Two sub-funds of the Settlement were relevant to the hearing and they were held on materially the same terms as the Grandchildren’s Fund and the Appointed Fund. They were administered as one with those respective sub-funds.
The principal variation requested was to the perpetuity periods of the 1983 Fund, the Grandchildren’s Fund and the Appointed Funds (together ‘the Arrangement Funds’). The original perpetuity period of all of them was by reference to lives in being plus 20 years from the date of T’s death and was therefore likely to expire in the 2040s or 2050s. The requested variation was to extend this to 1 January 2141, being the new 125 year perpetuity period from s5 of the Perpetuities and Accumulations Act 2009.
There was also a requested variation to the power to accumulate income in the 1983 Fund and to modernise the administrative powers in the Arrangement Funds.
D12 and D13, as two of the trustees of the Will Trust and Settlement, as well as appearing in their role as trustees, also represented the particular class of unborn and unascertained beneficiaries (‘the specified class’), being the unborn and unascertained descendants of H’s surviving sons C1 and D6, and the spouses, widows, widowers of C1 and D6 or their descendants (not already being parties to these proceedings).
Under the terms of the two trusts the class of potential beneficiaries was far wider than the parties to the application, yet the reality was that the entirety of the Arrangement Funds were to be applied to benefit the parties and the specified class, but no remoter potential beneficiaries. None of the parties, particularly the Trustees, had involved any of the remoter beneficiaries in any discussions about the future of the trusts and wanted to apply for the variation to the Arrangement Funds without their involvement, despite all adult beneficiaries needing to consent to the variation.
Section 1 of the Variation of Trusts Act 1958 provides that:
s1 Jurisdiction of courts to vary trusts.E+W
(1) Where property, whether real or personal, is held on trusts arising, whether before or after the passing of this Act, under any will, settlement or other disposition, the court may if it thinks fit by order approve on behalf of—
(a) any person having, directly or indirectly, an interest, whether vested or contingent, under the trusts who by reason of infancy or other incapacity is incapable of assenting, or
(b) any person (whether ascertained or not) who may become entitled, directly or indirectly, to an interest under the trusts as being at a future date or on the happening of a future event a person of any specified description or a member of any specified class of persons, so however that this paragraph shall not include any person who would be of that description, or a member of that class, as the case may be, if the said date had fallen or the said event had happened at the date of the application to the court, or
(c) any person unborn, or
(d )any person in respect of any discretionary interest of his under protective trusts where the interest of the principal beneficiary has not failed or determined.
any arrangement (by whomsoever proposed, and whether or not there is any other person beneficially interested who is capable of assenting thereto) varying or revoking all or any of the trusts, or enlarging the powers of the trustees of managing or administering any of the property subject to the trusts:
Provided that except by virtue of paragraph (d) of this subsection the court shall not approve an arrangement on behalf of any person unless the carrying out thereof would be for the benefit of that person.
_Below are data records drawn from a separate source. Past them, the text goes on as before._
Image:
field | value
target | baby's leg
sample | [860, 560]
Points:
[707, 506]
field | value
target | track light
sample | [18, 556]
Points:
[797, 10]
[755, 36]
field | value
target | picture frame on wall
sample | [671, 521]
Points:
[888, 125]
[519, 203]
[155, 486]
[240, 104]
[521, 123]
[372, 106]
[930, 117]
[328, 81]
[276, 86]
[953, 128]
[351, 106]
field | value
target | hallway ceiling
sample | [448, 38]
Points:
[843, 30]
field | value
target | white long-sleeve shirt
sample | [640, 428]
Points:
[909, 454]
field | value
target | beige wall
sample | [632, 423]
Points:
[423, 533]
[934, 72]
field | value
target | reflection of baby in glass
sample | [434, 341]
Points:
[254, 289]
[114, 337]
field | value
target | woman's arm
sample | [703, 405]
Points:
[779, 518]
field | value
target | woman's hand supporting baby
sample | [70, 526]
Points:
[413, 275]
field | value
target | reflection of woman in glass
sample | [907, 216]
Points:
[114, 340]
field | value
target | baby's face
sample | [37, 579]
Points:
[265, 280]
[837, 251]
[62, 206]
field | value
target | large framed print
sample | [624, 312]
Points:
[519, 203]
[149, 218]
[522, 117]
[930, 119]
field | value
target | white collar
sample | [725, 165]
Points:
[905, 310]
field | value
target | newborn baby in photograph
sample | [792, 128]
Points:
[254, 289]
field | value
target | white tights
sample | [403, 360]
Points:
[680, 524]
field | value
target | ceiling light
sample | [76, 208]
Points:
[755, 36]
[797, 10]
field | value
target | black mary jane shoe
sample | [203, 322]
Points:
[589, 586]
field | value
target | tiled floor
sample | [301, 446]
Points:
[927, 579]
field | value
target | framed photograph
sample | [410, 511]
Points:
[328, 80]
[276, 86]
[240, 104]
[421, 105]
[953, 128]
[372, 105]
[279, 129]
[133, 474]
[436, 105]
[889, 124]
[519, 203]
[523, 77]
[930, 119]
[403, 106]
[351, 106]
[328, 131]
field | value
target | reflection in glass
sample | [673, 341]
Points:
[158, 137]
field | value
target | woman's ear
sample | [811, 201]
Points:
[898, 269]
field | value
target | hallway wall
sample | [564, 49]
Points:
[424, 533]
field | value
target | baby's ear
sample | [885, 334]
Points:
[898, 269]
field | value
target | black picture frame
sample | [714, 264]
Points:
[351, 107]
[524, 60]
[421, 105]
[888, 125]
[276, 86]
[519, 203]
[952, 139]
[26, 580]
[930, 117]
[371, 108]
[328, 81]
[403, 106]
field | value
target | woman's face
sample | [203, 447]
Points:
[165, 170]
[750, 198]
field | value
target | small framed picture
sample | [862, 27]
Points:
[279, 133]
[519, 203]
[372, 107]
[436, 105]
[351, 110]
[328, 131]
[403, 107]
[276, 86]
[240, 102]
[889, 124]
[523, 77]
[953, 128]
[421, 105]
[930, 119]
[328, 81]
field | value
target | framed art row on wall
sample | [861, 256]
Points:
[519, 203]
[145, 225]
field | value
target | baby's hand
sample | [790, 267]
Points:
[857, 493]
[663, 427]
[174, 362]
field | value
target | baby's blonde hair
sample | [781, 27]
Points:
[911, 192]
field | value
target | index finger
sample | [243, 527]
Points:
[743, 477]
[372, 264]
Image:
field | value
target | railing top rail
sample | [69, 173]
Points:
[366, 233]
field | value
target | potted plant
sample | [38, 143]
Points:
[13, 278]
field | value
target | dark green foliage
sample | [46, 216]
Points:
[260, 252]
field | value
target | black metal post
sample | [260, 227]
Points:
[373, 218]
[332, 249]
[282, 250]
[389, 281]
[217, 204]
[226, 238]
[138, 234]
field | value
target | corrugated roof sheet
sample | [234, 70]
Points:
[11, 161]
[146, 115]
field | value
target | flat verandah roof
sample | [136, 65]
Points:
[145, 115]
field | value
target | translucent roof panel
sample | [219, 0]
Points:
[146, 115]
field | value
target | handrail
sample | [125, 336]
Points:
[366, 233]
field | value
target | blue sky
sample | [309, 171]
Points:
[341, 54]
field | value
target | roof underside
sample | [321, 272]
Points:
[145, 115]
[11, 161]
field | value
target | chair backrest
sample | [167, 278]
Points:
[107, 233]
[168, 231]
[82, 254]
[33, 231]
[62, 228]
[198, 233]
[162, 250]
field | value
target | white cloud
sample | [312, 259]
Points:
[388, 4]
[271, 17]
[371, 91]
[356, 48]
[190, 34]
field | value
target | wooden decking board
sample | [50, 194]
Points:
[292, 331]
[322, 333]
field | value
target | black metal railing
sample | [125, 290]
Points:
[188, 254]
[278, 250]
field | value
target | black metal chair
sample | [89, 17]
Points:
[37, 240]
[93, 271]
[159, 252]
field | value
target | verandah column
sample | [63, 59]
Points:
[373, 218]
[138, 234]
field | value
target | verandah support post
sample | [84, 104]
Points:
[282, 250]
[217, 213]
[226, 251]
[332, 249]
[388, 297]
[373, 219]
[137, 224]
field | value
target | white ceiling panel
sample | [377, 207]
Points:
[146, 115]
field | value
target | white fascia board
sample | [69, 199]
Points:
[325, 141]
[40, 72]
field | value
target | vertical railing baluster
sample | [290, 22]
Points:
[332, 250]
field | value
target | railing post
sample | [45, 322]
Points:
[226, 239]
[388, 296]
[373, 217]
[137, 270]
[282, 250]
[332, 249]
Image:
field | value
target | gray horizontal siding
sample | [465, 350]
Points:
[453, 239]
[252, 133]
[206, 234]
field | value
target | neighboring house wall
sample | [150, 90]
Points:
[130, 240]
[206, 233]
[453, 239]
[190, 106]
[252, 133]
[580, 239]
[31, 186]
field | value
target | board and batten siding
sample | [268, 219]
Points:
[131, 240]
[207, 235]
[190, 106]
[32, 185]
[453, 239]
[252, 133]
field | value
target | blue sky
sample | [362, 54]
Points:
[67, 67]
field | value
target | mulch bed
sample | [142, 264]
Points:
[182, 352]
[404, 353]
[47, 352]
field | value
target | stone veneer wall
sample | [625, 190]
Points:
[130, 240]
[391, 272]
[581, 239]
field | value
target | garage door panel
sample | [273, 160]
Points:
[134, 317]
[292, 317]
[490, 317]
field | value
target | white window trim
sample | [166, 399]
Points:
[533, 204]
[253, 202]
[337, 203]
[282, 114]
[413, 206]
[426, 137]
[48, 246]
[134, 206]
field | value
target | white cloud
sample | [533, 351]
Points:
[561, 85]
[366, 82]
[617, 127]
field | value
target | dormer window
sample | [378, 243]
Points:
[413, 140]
Warren J approved the requested variation to the Arrangement Funds. He also agreed that the potential but very remote beneficiaries who were not parties to or represented in the proceedings were precluded from objecting to or challenging the variation i.e. the need for their consent was bypassed.
Although the issue of T’s father, their spouses, widowers and widows (who were not or did not claim through C1 or D6) and also charities, could all under the terms of the trusts and by the exercise by the trustees of their powers of appointment, become present beneficiaries “it is clear from the evidence however, the Trustees would only propose to include them in the event of some family catastrophe.”
The way of achieving this bypass of any remote beneficiary’s need to consent was for the trustees to execute a deed in each of the Arrangement Funds. The deed would firstly release the trustees’ powers to benefit the remote beneficiaries the instant before the variation took effect, “…. (so that they are not potential beneficiaries before the Arrangement takes effect and hence neither their consents to the Arrangement, nor the Court’s approval of it on their behalf, are required), but to reinstate them immediately after the Arrangement takes effect according to the terms of the varied trusts.”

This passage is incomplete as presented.